Kelland joined with Scottish physicist James David Forbes in supporting reforms of the Scottish university system. He was an efficient education reformer. He won the respect of his colleagues, and was regarded highly as a mathematics instructor. He wrote on the reform of the Scottish universities.

==Research==
Kelland's early research work, undertaken at the University of Cambridge, was influenced by mathematicians Joseph Fourier and Augustin Louis Cauchy. This research is described in his Theory of Heat (1837, 1842) and in some papers. However, this proved not to be based on sound principles.

In all, 28 papers published by Kelland, mainly on heat, light and water waves, are listed in the Royal Society Catalogue of Scientific Papers. His theoretical work on water waves (1840, 1844), published in Transactions of the Royal Society of Edinburgh, tried to explain aspects of the important experiments of John Scott Russell, then being carried out near Edinburgh. Although this work was flawed in some respects, it anticipated some of the results later obtained by George Biddell Airy and George Gabriel Stokes.

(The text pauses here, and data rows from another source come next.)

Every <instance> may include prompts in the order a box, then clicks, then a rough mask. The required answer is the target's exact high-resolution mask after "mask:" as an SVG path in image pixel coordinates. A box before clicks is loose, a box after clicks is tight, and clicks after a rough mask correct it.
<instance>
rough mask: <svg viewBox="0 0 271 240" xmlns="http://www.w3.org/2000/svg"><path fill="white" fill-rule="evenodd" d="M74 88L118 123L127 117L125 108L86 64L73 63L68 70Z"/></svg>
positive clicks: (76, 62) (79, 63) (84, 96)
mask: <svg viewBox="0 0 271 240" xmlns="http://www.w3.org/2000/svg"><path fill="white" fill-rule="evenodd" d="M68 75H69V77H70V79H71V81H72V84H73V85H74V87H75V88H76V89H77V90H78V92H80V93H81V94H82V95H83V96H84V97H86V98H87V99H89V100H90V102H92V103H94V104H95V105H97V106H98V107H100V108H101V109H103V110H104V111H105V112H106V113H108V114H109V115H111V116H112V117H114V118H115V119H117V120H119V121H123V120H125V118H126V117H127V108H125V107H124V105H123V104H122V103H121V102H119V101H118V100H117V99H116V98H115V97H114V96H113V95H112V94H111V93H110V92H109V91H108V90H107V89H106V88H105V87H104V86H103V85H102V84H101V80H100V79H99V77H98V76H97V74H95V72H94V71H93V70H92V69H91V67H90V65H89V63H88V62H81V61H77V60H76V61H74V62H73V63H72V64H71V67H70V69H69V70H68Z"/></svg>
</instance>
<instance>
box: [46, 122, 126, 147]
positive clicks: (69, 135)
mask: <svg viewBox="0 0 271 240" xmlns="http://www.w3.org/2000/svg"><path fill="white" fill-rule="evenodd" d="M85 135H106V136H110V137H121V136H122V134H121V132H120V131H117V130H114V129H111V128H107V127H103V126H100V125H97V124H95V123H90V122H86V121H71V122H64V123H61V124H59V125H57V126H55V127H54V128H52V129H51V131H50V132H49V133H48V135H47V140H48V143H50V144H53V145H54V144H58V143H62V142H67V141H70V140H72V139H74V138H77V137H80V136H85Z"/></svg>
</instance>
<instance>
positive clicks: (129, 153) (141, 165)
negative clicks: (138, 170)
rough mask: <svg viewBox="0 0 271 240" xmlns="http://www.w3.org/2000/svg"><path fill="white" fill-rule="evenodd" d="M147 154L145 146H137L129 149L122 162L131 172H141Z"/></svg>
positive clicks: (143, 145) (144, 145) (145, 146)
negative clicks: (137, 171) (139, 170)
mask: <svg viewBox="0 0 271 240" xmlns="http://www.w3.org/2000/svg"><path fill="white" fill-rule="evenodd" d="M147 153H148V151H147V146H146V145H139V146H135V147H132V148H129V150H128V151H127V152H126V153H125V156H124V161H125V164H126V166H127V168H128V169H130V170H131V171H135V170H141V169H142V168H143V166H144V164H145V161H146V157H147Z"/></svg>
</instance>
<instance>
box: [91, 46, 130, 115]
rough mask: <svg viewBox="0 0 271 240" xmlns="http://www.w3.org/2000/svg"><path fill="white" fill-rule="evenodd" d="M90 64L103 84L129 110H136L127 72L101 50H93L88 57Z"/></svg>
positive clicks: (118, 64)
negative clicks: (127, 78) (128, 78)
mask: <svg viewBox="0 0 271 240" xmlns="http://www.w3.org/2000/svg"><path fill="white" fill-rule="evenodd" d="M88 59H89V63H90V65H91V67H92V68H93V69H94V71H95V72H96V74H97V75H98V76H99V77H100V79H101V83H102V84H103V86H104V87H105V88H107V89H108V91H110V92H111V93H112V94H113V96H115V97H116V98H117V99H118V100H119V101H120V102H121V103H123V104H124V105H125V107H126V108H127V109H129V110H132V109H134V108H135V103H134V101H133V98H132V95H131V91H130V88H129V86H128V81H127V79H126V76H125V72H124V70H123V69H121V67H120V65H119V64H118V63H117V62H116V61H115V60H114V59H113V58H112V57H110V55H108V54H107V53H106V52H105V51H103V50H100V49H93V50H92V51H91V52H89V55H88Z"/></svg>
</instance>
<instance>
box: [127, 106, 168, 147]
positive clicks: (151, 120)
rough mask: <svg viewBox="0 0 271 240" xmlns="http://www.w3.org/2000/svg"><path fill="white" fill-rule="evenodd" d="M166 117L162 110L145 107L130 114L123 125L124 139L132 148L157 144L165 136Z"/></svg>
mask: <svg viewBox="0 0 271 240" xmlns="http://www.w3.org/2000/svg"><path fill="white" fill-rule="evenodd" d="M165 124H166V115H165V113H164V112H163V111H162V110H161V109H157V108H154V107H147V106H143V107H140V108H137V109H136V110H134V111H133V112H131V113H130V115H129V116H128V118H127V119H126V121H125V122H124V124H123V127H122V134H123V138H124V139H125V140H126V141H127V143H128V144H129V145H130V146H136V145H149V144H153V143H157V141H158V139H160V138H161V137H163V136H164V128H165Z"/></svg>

Kelland wrote analytical papers on General Differentiation in 1839, and Differential Equations in 1853. He gave a geometrical Theory of Parallels outlining a version of non-Euclidean geometry. He wrote mathematics books and edited works of mathematician John Playfair and polymath Thomas Young.

==Family==

He married twice: firstly to "Miss Pilkington" secondly to Miss Boswall of Wardie.